1 Load the Libraries
2 Ready the data and h2o
3 Set the hyperparameters and train a GLRM
4 Assess the Model
5 Visualize the embedded features over 2 dimensions
6 Congratulations!

1 Load the Libraries

We’re going to use tools from the tidyverse, janitor, ggthemes, plyr, and h2o packages.

Load these libraries

knitr::opts_chunk$set(echo = TRUE, message = F, warning = F, comment = NA)

library(tidyverse)
library(janitor)
library(ggthemes)
library(plyr)
library(h2o)

2 Ready the data and h2o

First we need to turn on or initiate the h2o cluster. This readies our environment for h2o machine learning. The h2o ML workflow requires data to be in the form of a special data frame called an h2oframe.

Initiate the h2o cluster.
Make df an h2oframe and call it df_h2o.

h2o.init()

 Connection successful!

R is connected to the H2O cluster: 
    H2O cluster uptime:         14 hours 7 minutes 
    H2O cluster timezone:       America/Los_Angeles 
    H2O data parsing timezone:  UTC 
    H2O cluster version:        3.24.0.5 
    H2O cluster version age:    1 month and 7 days  
    H2O cluster name:           H2O_started_from_R_michaelespero_eps221 
    H2O cluster total nodes:    1 
    H2O cluster total memory:   1.99 GB 
    H2O cluster total cores:    4 
    H2O cluster allowed cores:  4 
    H2O cluster healthy:        TRUE 
    H2O Connection ip:          localhost 
    H2O Connection port:        54321 
    H2O Connection proxy:       NA 
    H2O Internal Security:      FALSE 
    H2O API Extensions:         Amazon S3, XGBoost, Algos, AutoML, Core V3, Core V4 
    R Version:                  R version 3.5.2 (2018-12-20)

df_h2o <- h2o.importFile("dat1_EFA")


  |                                                                       
  |                                                                 |   0%
  |                                                                       
  |=================================================================| 100%

3 Set the hyperparameters and train a GLRM

As you’ve learned in previous chapters, generalized low-rank modeling is a flexible technique. Like much of machine learning, getting to the best hyperparameter settings is key to creating good models. Apply what you’ve learned so far to set the hyperparameters and train your GLRM.

Keep in mind that finding the best model may require you to explore hyperparameters in a methodological fashion. In your own models this may mean looping through values for k and gamma, experimenting with different loss functions, and noticing how all of it influences your objective function and the ability of the model to approximate observed data.
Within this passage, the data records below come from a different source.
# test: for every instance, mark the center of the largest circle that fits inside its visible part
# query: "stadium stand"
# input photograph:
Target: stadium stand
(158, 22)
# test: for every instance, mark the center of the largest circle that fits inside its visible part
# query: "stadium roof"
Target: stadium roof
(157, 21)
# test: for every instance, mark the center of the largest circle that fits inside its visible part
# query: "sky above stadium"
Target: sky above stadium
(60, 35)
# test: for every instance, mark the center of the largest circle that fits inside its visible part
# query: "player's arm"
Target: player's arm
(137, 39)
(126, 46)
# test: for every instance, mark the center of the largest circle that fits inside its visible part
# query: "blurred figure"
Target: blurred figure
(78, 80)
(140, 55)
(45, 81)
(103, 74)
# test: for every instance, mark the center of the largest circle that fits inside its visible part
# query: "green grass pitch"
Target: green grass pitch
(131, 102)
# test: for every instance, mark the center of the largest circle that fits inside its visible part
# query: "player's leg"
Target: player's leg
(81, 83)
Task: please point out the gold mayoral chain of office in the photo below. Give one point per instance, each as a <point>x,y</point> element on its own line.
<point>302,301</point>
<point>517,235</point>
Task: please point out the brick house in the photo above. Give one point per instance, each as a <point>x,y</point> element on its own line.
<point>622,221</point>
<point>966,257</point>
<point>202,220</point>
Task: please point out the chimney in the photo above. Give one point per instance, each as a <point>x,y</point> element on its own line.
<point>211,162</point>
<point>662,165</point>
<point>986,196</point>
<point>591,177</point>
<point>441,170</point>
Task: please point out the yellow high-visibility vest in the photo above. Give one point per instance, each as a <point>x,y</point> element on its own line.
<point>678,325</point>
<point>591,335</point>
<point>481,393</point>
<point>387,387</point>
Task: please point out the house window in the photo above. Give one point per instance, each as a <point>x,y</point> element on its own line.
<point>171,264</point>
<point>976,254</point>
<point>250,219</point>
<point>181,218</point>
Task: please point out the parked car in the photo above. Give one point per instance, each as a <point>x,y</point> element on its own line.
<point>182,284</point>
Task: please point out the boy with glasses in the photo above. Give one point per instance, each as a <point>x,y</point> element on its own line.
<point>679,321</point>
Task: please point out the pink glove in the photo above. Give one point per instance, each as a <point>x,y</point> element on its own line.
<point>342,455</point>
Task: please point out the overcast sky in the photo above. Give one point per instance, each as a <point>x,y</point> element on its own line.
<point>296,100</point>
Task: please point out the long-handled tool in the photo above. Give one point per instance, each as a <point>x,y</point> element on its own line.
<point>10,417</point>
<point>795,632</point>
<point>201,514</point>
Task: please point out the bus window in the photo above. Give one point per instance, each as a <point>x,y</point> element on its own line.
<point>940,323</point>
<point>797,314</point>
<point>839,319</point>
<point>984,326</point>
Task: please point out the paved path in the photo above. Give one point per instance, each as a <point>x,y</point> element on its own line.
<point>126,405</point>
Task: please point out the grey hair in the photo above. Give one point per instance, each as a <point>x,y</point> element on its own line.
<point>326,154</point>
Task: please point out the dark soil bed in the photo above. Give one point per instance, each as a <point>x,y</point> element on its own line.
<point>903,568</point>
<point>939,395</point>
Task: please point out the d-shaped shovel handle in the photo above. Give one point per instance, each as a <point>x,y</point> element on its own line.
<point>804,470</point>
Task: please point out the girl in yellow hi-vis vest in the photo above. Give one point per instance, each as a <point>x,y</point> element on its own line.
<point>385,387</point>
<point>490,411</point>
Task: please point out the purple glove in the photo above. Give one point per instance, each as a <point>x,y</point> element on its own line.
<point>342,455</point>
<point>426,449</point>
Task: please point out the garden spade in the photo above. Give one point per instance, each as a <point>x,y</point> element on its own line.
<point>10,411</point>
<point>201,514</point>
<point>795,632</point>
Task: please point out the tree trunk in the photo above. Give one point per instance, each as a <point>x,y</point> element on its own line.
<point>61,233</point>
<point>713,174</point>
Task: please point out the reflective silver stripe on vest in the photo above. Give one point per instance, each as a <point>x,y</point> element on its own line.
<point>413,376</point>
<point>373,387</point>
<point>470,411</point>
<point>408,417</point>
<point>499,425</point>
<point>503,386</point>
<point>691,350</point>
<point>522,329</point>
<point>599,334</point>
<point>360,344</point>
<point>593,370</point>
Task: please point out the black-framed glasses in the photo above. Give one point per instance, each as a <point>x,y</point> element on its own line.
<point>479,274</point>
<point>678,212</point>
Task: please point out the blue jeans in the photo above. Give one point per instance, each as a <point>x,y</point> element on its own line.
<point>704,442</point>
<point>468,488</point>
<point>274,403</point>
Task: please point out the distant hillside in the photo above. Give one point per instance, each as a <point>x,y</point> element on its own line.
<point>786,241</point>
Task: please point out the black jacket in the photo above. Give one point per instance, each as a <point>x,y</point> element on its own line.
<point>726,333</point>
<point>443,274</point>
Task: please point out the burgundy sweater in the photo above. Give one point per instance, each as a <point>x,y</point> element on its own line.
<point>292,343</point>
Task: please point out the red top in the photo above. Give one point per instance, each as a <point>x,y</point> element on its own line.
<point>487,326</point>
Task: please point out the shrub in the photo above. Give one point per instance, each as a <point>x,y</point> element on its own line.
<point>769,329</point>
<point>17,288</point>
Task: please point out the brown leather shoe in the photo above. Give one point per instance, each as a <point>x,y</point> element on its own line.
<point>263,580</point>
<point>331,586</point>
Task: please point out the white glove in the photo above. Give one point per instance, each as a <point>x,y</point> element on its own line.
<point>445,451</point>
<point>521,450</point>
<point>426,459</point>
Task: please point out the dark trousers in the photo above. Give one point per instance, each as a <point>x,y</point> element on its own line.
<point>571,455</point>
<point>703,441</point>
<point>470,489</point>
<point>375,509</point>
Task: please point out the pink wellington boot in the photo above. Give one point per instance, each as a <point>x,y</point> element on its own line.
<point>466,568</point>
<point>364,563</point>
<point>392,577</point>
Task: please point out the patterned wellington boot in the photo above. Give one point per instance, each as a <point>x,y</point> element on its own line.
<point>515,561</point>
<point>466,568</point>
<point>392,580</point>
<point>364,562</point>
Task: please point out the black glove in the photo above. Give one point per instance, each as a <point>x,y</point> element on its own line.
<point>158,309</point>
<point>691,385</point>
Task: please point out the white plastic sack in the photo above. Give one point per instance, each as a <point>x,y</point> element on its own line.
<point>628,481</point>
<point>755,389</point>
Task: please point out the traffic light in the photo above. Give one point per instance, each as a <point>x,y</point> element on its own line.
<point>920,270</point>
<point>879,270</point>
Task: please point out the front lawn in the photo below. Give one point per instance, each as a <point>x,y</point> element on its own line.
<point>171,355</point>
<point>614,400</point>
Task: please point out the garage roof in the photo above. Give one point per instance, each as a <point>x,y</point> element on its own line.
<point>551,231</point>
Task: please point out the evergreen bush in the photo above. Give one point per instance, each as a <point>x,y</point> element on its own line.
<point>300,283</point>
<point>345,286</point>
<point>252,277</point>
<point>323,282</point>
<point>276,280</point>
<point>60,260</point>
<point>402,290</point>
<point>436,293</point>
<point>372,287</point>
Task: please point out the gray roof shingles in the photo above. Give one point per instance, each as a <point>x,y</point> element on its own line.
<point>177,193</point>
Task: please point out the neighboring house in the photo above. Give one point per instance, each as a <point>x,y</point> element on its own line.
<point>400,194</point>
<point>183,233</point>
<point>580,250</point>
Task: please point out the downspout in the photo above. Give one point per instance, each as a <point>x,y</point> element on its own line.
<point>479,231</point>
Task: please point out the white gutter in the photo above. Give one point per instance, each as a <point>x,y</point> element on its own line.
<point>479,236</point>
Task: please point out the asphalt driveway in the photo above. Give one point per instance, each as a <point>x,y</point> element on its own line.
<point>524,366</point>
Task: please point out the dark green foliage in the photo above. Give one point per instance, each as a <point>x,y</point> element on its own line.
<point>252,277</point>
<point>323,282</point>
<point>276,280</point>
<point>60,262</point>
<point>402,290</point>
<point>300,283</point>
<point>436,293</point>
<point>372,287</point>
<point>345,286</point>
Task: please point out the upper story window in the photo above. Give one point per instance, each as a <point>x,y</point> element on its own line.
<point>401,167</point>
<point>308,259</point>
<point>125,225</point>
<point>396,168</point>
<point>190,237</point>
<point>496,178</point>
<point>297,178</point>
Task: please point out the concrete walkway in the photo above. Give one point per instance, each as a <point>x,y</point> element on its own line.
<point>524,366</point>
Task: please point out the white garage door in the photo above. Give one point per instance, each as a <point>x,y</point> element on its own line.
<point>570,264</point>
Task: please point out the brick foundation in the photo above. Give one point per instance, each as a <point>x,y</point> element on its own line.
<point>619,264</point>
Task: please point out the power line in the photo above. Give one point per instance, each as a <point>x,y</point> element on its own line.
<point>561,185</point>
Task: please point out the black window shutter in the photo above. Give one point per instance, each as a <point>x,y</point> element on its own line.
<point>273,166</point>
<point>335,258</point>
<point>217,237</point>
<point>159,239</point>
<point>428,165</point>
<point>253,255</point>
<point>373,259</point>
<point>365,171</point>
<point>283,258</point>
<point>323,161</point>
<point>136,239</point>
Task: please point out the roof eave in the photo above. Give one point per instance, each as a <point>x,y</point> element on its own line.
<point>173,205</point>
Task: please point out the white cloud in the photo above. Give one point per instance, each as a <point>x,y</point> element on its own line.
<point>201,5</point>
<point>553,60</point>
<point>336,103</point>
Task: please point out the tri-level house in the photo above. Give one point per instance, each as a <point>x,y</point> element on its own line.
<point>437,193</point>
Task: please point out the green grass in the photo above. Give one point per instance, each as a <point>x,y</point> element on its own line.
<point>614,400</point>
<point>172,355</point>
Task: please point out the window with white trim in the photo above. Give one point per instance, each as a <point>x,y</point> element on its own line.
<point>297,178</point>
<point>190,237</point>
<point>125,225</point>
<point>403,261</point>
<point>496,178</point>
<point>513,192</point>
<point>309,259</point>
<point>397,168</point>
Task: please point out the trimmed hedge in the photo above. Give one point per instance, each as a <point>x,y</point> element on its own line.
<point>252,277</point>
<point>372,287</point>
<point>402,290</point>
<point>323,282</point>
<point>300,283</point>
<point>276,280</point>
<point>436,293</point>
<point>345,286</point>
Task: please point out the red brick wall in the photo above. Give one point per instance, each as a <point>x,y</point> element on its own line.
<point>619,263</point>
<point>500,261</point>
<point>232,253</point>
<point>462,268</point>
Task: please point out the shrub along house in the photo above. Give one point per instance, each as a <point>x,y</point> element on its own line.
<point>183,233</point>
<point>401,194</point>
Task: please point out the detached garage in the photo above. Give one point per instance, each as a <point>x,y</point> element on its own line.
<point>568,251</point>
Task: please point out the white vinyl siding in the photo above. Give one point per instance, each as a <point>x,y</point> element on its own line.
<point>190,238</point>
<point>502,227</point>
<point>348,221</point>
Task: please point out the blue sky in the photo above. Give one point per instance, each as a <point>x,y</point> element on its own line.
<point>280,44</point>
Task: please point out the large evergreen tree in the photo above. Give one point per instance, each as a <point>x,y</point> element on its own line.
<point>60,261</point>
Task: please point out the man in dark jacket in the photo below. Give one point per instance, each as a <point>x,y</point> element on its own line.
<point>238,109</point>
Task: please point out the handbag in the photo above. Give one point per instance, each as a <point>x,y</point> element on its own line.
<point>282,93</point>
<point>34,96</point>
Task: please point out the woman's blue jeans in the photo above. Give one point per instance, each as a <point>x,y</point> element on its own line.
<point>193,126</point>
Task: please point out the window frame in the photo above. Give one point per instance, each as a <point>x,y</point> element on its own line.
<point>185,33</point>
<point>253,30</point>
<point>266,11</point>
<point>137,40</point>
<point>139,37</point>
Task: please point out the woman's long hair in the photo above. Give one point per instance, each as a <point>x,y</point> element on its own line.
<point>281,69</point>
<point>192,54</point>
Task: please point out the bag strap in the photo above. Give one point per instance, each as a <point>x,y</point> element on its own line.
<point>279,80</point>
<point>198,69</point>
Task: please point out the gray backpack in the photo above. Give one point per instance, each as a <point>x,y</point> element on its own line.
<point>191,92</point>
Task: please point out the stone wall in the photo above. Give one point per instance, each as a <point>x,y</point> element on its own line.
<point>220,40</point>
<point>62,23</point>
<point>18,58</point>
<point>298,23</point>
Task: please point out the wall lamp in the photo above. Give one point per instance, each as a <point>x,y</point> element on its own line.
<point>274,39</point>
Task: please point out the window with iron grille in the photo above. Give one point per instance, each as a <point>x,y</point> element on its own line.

Indicate the rank of the resulting matrices by setting k to 2 (Defaults to 1).
Indicate regularization weights by setting the gamma arguments for the x and y matrices to 1 (Defaults to 0).
Use Quadratic regularization on both the x and y matrices.
Standardize the data by passing the argument to transform.
Get the resultant X and Y matrices.
Look at the head of both matrices to get a feel for their contents.

gamma <- 1

rank_k <- 2

glrm_r2 <- h2o.glrm(
  training_frame = df_h2o,
  seed = 143,
  k = rank_k,
  gamma_x = gamma, gamma_y = gamma,
  regularization_x = "Quadratic", regularization_y = "Quadratic",
  transform = "STANDARDIZE"
)


  |                                                                       
  |                                                                 |   0%
  |                                                                       
  |=                                                                |   2%
  |                                                                       
  |===                                                              |   4%
  |                                                                       
  |===                                                              |   5%
  |                                                                       
  |====                                                             |   7%
  |                                                                       
  |=====                                                            |   8%
  |                                                                       
  |======                                                           |   9%
  |                                                                       
  |=======                                                          |  11%
  |                                                                       
  |========                                                         |  12%
  |                                                                       
  |=========                                                        |  13%
  |                                                                       
  |=========                                                        |  14%
  |                                                                       
  |==========                                                       |  15%
  |                                                                       
  |===========                                                      |  16%
  |                                                                       
  |===========                                                      |  17%
  |                                                                       
  |=================================================================| 100%

glrm_r2_x <- h2o.getFrame(glrm_r2@model$representation_name)
glrm_r2_y <- glrm_r2@model$archetypes

glrm_r2_x %>% head()

       Arch1     Arch2
1  0.6152766 0.4214260
2 -0.2291777 0.8960790
3 -0.2315956 0.8976017
4 -0.1998442 0.8775549
5  1.1696696 0.4479189
6 -0.2291576 0.8960528

glrm_r2_y %>% dim()

[1]   2 968

4 Assess the Model

As you’ve learned, the glrm trains in an iterative fashion. You can plot the objective function over these iterations to see how it changed throughout training. You can also look into the H2ODimReductionModel to learn about its elements. For instance, you can output the relative importance of the 2 components resultant from your previous glrm specification.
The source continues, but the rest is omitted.